Ora, como em todas as grandes universidades do mundo, as pesquisas são plurais e abarcam os mais diferentes temas em diferentes áreas. Nessa perspectiva há, inclusive, ciência que se baseie em teorias que esses ideólogos, que nunca leram uma página do que gostam tanto de falar, criticam. Esse é um princípio do livre-pensar, no qual a educação, distante da censura mesquinha de quem não conhece o objeto que está atacando, propõe-se a conhecer um determinado tema sem amarras ideológicas. Para além do que criticam esses “outsiders”, as pesquisas são produzidas de forma universal, abrangendo áreas como arquitetura e urbanismo, ciências médicas, direito, administração pública, filosofia e diversas outras.
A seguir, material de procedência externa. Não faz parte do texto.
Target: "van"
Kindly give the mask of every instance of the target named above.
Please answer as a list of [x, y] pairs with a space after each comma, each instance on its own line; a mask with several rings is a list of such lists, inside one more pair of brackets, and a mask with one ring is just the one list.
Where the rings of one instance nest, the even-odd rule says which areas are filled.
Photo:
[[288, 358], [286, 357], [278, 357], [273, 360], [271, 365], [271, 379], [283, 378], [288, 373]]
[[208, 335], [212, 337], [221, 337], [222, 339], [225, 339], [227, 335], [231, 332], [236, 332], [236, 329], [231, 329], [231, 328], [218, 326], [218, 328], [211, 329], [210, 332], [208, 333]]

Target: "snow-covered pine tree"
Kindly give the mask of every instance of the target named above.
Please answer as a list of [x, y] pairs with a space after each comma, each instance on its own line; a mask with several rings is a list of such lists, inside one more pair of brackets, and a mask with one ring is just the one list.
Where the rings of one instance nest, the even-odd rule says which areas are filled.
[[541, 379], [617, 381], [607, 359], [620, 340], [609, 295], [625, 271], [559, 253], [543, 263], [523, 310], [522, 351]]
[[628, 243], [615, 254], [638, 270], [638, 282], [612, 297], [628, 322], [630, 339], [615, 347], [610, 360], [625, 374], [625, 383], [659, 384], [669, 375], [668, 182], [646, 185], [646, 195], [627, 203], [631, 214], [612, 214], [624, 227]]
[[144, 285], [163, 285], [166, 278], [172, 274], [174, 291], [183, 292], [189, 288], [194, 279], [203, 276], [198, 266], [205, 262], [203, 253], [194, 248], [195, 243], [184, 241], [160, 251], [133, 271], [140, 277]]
Diminuir a universidade a um mero aparato ideológico de política estatal é de uma ignorância imensurável, ou de um interesse pessoal mascarado de preocupação doutrinária.
A Universidade Pública deve ser alvo de críticas, e seu fluxo orçamentário deve ser acompanhado de perto pela população, mas ela não merece receber ataques tão mesquinhos, por pessoas e motivos tão distantes de sua realidade.
Partindo do princípio antropológico de que para se conhecer um determinado campo social é necessário que você se insira nele para conhecê-lo melhor, fica o convite para que conheça melhor a universidade pública.
Há algumas maneiras de ter contato com ela: participar de projetos e eventos, assistir aulas como ouvinte ou aluno especial, cursar graduação via vestibular, participar de processos seletivos para a pós-graduação, entre outros. Procure se inserir nesses espaços e conhecê-los de perto.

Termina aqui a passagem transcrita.